Revisiting the Genome
Genome is the genetic information required for the creation of an organism. DNA is the substantial entity of genes and has all the information required for the creation of an organism. Prokaryotic cells and eukaryotic germ cells are haploids that have a single set of a genome, while many eukaryotic somatic cells are diploids with two sets of genomes. At first glance, this is very simple to understand, but there are some contentious issues. As the genetic information required for the creation of an organism, the human genome is defined as “22 chromosomes + X chromosome + Y chromosome” (the set of all genes found or all DNA found within them). This is not only true for humans but also for organisms that have sex chromosomes. On the other hand, germ cells are haploid because they have one set of the genome. In germ cells, the egg has 22 chromosomes and an X chromosome, while the sperm has 22 chromosomes and a Y chromosome. In both cases, a proper set lacks one part of the chromosome. Somatic cells have two sets of genomes. However, female somatic cells do not include a Y chromosome; thus, one set is partially lacking. In addition, males are therefore not diploid, as far as the sex chromosomes are concerned. However, it is usually not pursued to this extent.

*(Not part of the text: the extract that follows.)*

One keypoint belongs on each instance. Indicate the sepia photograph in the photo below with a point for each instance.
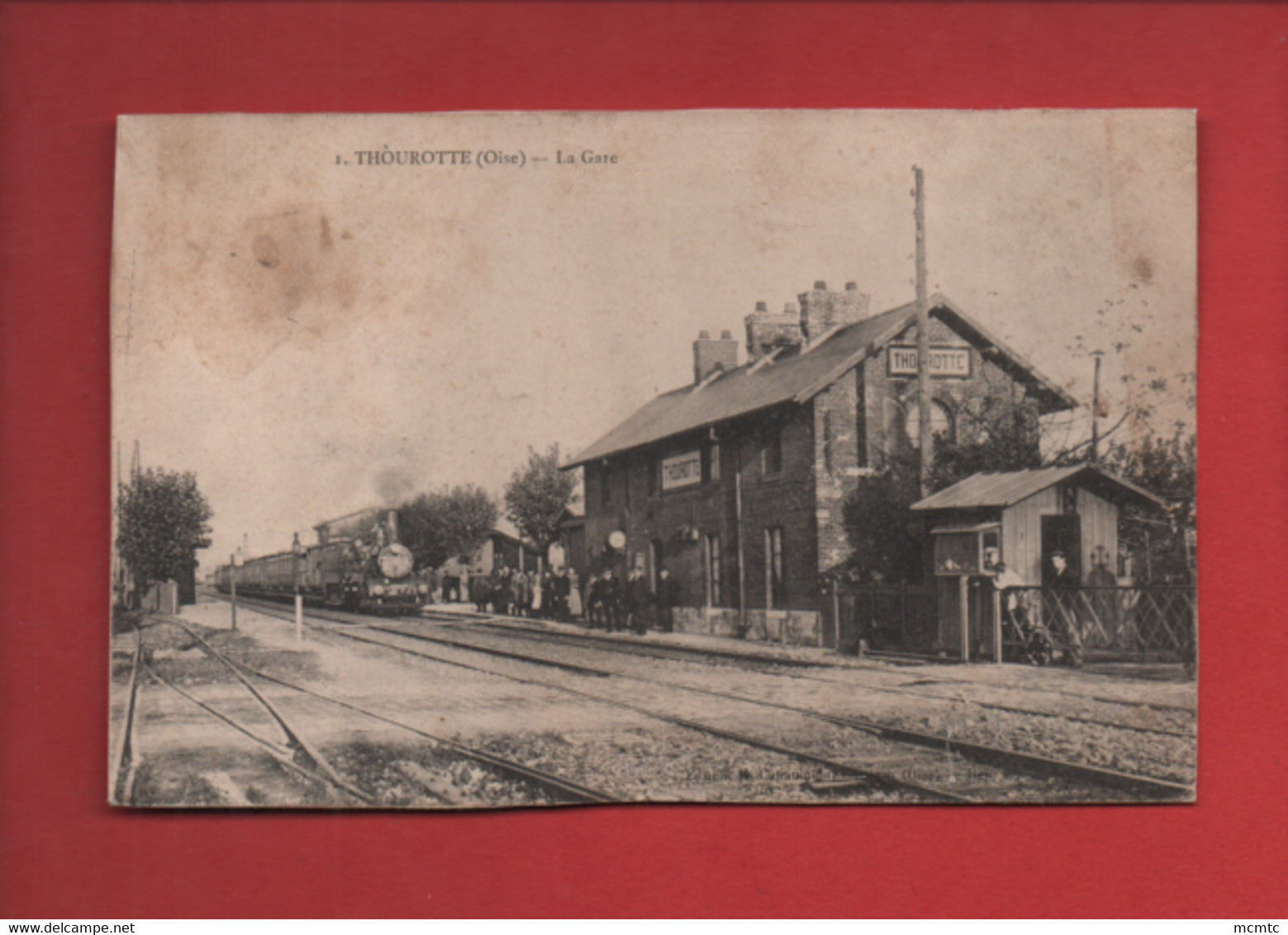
(530, 458)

Chromosomal and Extrachromosomal Genomes
The original cellular genome is called the chromosomal genome or chromosomal DNA. Eukaryotes are also said to have a nuclear genome. The word chromosome originally referred to the characteristic aggregated structure of condensed chromatin (46 in humans) that appears during eukaryotic mitosis. In the non-mitotic phase, chromosomes are not formed but are distributed as chromatin within the nucleus of a cell. In prokaryotes, there exist no chromosomes with the same meaning as mentioned above, but the phrase “chromosomal genome” or “chromosomal DNA” is used regardless of whether for prokaryotes or eukaryotes. In contrast, plasmid DNA found in prokaryotic cells and DNA of eukaryotic mitochondria and chloroplasts are treated separately as the extrachromosomal genome or extrachromosomal DNA. These are also called the mitochondrial and chloroplast genomes. They are treated separately because they have some elements of parasitic origin, and the amount contained per cell is not always constant.